- The paper presents a unifying pipeline that transforms multivariate PHM time series into structured tabular data, enabling direct comparisons across model types.
- The paper demonstrates that Tabular Foundation Models achieve state-of-the-art performance in both prognostics and diagnostics with notable data efficiency and robustness to missing data.
- The paper illustrates that preserving temporal context through careful windowing is crucial for accurately capturing degradation patterns and improving health management predictions.
Unified and Data-Efficient Prognostics and Health Management with Tabular Foundation Models
Introduction
This work introduces a rigorous framework for leveraging Tabular Foundation Models (TFMs) for Prognostics and Health Management (PHM), focusing on heterogeneous, fragmented, and small-data industrial time series tasks.

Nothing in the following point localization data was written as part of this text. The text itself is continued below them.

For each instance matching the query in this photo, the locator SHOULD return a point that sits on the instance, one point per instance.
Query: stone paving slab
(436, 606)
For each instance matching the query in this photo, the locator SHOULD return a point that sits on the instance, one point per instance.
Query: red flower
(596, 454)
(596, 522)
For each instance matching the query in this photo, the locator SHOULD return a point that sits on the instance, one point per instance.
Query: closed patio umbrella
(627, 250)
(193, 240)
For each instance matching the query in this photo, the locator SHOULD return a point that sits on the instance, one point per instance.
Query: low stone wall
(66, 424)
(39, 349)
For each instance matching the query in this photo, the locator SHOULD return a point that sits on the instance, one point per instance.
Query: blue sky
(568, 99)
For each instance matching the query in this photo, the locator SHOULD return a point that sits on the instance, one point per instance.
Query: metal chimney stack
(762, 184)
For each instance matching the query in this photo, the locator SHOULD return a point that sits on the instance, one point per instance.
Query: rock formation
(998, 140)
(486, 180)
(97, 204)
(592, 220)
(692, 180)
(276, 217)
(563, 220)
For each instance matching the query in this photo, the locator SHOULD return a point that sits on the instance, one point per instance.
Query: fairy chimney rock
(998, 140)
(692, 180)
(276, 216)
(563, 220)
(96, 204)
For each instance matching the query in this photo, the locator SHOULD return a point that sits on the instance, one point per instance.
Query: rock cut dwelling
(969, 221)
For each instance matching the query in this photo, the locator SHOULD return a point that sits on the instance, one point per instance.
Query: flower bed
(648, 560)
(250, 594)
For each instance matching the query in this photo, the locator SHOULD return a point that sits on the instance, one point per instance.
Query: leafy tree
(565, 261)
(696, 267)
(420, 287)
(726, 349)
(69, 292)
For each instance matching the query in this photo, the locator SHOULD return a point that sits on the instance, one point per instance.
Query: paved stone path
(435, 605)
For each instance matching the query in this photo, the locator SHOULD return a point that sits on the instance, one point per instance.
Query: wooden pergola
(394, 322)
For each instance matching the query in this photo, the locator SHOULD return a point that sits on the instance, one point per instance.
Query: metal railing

The authors formalize a unifying pipeline for transforming raw unit-level PHM signals into both sequence and tabular representations, which enables a direct, reproducible comparison of tabular foundation models (e.g., TabPFN, TabDPT) with deep sequence models (LSTM, transformer-based, CNN) and gradient-boosted trees (XGBoost) across a broad PHM benchmark.
The central thesis is that, by reframing multivariate time-series PHM problems as structured tabular completion tasks, TFMs can exploit large-scale synthetic/real pretraining and in-context inference to achieve robust, scalable, and data-efficient performance on both prognostics and diagnostics under practical constraints of missingness, label scarcity, and operational heterogeneity.
Unified Tabularization Pipeline for PHM
The authors propose a multi-stage pipeline, which (i) extracts temporally aligned features from raw condition-monitoring data, (ii) slices these features into overlapping/contiguous windows according to task semantics, and (iii) flattens them into tabular rows suitable for TFMs. This unified representation preserves diagnostic/prognostic target alignment, accommodates irregular sampling, and enables strict partitioning for leakage-free evaluation or in-context adaptation.
Figure 1: The pipeline transforms raw PHM signals into tabular feature--target windows, compatible with both sequence and tabular models, with strictly controlled validation/test protocols.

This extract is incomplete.